The Salvation Army charity shop has a sale on ‘All DVDs and CDs 10p’ hold me back. An 8 DVD collection of Catherine Cookson, a German language course (I really need to try harder to learn German), and a couple of French language films, I love French films the actors as so natural in their dress and actions, although very much kitchen sink dramas. And the usual run-of-the-mill American movies with all the computer graphics, greed, corruption, shooting, killing, and of course the good guys (the Americans) take the day. But that is the good point of 10p DVDs if they are rubbish, what you are losing, so you can experiment with lots of genera.
In one of Kristin Scott Thomas’s stars, I did not know she was fluent in French and it certainly does not look as if it has been dubbed. Kristin is perfectly cast in this film for she does have a serious, loner-type looking expression on her face, hang doggie.

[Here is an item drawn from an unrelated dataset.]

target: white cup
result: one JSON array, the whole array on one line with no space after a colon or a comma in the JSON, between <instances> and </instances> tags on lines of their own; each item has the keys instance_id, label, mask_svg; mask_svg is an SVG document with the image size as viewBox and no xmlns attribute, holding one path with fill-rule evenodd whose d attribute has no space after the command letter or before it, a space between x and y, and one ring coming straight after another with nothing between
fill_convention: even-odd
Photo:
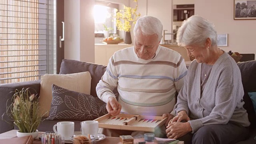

A guest at a dinner party, she is being taunted by a man, who has had a bit too much wine. Why have we not seen you around, where are you from…….. She finally answers – in prison – 15 years for murder, after a pause to take it in, all around the table burst into laughter. Of course, she is telling the truth. It is a brilliant story, the acting is superb, and the ending is thought-provoking, and something we as a society still struggle with is euthanasia.
The words that came over very strongly for me were that prison time for killing your own child is the longest time in prison. (Eternal prison time)
After 12 O’clock and not a dish washed – must go, stay safe.